Pydata-visualizer Documentation
Table of Contents
Introduction
Pydata-visualizer is a Python library designed for exploratory data analysis and data profiling. It automatically analyzes datasets, providing detailed statistical insights, visualizations, and interactive HTML reports with minimal code requirements.

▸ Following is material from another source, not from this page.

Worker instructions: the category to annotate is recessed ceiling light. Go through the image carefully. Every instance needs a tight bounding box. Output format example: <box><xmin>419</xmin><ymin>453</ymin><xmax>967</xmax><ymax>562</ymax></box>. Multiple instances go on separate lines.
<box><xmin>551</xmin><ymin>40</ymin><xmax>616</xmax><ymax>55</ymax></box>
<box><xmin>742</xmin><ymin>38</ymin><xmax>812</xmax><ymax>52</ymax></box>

The library aims to streamline the initial data exploration phase of the data science workflow, helping users quickly understand their data’s structure, distribution, and quality.
Installation
Requirements
Python 3.8 or higher
Core dependencies: pandas, numpy, matplotlib, seaborn, scipy, jinja2
Install from PyPI
pip install pydata-visualizer
Install from Source
git clone https://github.com/Adi-Deshmukh/Pydata-visualizer.git
cd Pydata-visualizer
pip install -e .
Basic Usage
import pandas as pd
from data_visualizer.profiler import AnalysisReport
# Load your dataset
df = pd.read_csv("your_dataset.csv")
# Create and generate a report
report = AnalysisReport(df)
report.to_html("report.html")
This simple code will:
Analyze all columns in your dataset
Generate appropriate visualizations for each column
Calculate correlations between columns
Create an interactive HTML report
Core Components
Main Modules
profiler.py: Core analysis functionality, including
AnalysisReportandSettingsclassesvisualizer.py: Creates visualizations for different data types
type_analyzers.py: Type-specific analysis functions
correlations.py: Correlation calculation between variables
alerts.py: Data quality alert generation
report.py: HTML report generation
Data Flow
Data Input: User provides pandas DataFrame
Type Detection: Library detects column data types
Analysis: Type-specific analysis is performed
Visualization: Appropriate plots are generated
Correlation: Relationships between variables are calculated
Report Generation: Results are compiled into HTML report
Settings Configuration
The Settings class allows customization of the analysis process:
from data_visualizer.profiler import Settings, AnalysisReport
# Custom settings
settings = Settings(
minimal=False, # Full analysis (True for faster, minimal analysis)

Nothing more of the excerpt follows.